Picking the Right Tool for Your Big Data Job
There is a lot of debate in the big data space about tools and technology, and which ones are best. Is SQL better than NoSQL? Hadoop or Spark? What about R or Python? Of course no single tool or technology is the best for all situations, and you would do well to pick the right tool or technology for the job at hand.
At a high level, big data jobs fall into two buckets: transactional and analytical. Broadly speaking, transactional jobs execute in real-time, whereas analytical jobs have more leniency in execution times. Customers will often use an analytic platform like Hadoop or an enterprise data warehouse (EDW) like Teradata to discover insights in their data, and then put those insights to use in their transactional systems. But that general pattern may be shifting.
Analytical Tech for Big Data
For many, Hadoop is still top of mind when the words “big data” are uttered, and this open source technology is certainly getting attention from organizations far and wide. Doug Cutting, the original creator of Hadoop, theorized at the Strata + Hadoop World last fall that Hadoop could someday be the foundation of transactional systems. However, today it’s still firmly situated in the analytic camp. And while there are efforts to bolster Hadoop with real-time capabilities (through various SQL engines, Tez, YARN, Spark, Storm, etc.) most customers continue to build and run Hadoop application in traditional batch mode with MapReduce.
Hadoop got a little boost last week when Gartner lowered the bar of entry of what it means to be a data warehouses and opened the door to including non-relational data stores such as Hadoop in its influential reports. There’s no doubt that Hadoop has had a major disruption in the world of EDWs and analytics. However, the analyst group notes that traditional relational EDWs, such as those from Teradata, IBM, and Oracle, still dominate when it comes to spending.
Interest is surging in machine learning (ML) algorithms, particularly as the growth of data from the Internet of Things, social media, and other sources ramps up. When it comes to surfacing insights and connections hidden in hundreds of terabytes or even petabytes of data, ML algorithms running on Hadoop is a powerful combination. Hadoop is also tough to beat when it comes to archiving large amounts of structured and unstructured data for later undetermined uses. When the data lives in the cloud, solutions such as Amazon’s Elastic MapReduce solution excel.
While Hadoop gets the lion’s share of attention when it comes to big analytics, it would be a mistake to overlook other tools that have something to add. In particular, if you need lightning fast access to large amounts of mostly structured data, a column-oriented database may be a good choice. Examples of column-oriented DBs include Actian‘s ParAccel, EMC‘s Greenplum, HP Vertica, Infobright, IBM Netezza, MonetDB, and Teradata Aster, among others. Bigger organizations are getting benefit from using Hadoop to ingest massive amounts of semi-structured data and to give it greater structure, and then using a columnar data store to run deep analytics upon it.

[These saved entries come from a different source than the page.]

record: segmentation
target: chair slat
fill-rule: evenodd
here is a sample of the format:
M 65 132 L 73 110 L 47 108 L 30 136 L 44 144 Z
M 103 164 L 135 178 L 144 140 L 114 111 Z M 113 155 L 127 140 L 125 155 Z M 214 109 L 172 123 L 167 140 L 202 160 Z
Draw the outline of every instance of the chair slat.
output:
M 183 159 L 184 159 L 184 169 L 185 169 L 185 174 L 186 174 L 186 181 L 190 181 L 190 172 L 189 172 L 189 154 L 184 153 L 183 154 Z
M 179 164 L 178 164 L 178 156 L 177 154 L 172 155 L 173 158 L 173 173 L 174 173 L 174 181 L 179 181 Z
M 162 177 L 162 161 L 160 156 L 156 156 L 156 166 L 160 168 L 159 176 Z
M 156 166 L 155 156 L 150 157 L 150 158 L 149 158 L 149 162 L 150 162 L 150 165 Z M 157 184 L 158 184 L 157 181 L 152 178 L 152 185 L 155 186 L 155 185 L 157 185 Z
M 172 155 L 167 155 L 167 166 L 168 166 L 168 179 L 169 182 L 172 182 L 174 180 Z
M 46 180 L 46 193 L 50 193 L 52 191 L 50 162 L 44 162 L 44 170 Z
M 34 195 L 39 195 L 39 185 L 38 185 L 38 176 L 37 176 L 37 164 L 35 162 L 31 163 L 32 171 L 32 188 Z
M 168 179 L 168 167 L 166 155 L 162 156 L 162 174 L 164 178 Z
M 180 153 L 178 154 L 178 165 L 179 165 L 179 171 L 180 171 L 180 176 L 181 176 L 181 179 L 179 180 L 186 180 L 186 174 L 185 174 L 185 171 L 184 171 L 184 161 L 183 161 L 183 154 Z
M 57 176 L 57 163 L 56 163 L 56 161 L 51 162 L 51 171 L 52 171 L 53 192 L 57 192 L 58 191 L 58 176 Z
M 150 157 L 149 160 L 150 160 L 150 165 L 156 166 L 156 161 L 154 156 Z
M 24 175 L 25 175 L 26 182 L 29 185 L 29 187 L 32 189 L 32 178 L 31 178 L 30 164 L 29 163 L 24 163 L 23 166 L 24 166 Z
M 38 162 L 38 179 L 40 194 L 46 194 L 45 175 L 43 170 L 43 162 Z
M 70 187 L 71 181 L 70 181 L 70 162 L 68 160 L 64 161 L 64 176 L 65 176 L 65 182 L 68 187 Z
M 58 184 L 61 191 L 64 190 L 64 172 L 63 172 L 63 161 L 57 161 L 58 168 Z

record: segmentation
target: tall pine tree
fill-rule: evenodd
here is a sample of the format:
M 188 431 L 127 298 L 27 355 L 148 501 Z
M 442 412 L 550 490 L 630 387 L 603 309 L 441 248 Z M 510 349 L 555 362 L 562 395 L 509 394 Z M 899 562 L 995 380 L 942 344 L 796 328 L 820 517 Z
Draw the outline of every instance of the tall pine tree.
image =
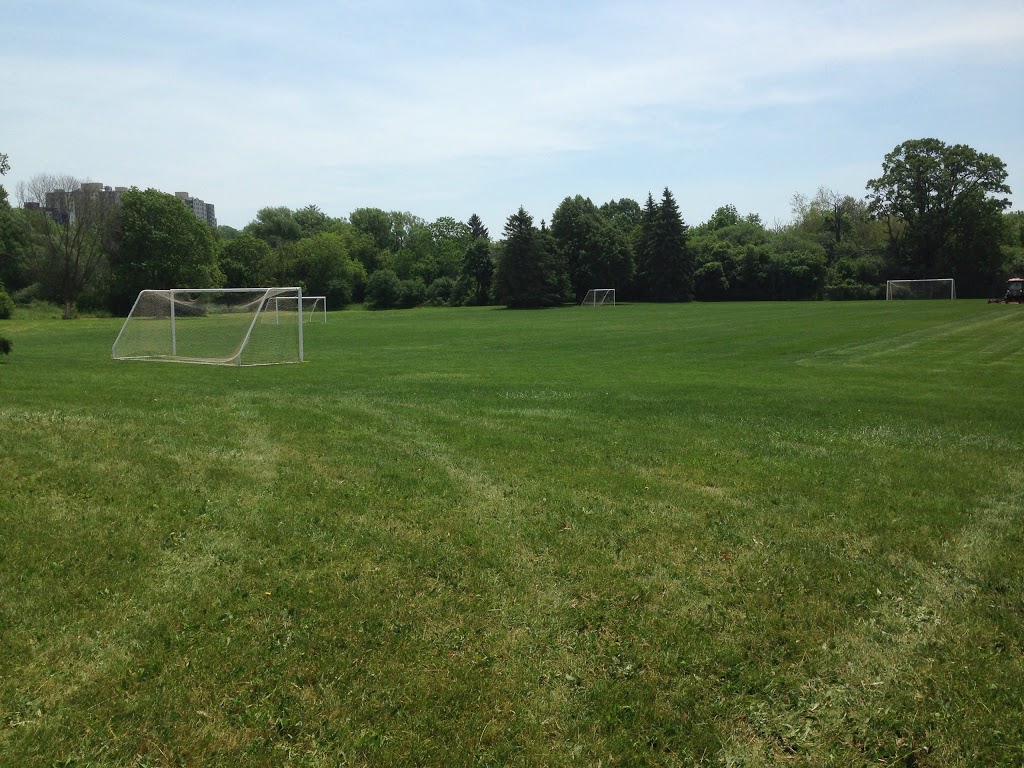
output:
M 687 243 L 689 227 L 668 187 L 661 202 L 647 195 L 637 243 L 637 278 L 642 298 L 650 301 L 693 299 L 693 254 Z
M 474 240 L 490 240 L 491 233 L 487 231 L 487 227 L 484 226 L 483 221 L 475 213 L 470 214 L 469 221 L 466 222 L 469 225 L 469 232 L 473 236 Z
M 569 276 L 551 236 L 523 208 L 505 224 L 494 287 L 498 303 L 512 309 L 555 307 L 568 296 Z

Recently, Spark has emerged as a possible alternative to MapReduce for big analytic applications. Spark–which came out of UC Berkeley in 2010 and is being commercialized through Databricks—can run on HDFS, but it doesn’t have to. In addition to being 10 to 100 faster than MapReduce, Spark applications can be developed in Java, Scala, and Python. The open source software comes with a library of ML and graph algorithms, and also supports real-time streaming and SQL apps, via Spark Streaming and Shark, respectively. Several big data analytic software providers who develop proprietary ML algorithms will be announcing support for Spark next week. It’s worth keeping a close eye on when it comes to analytic apps for big data.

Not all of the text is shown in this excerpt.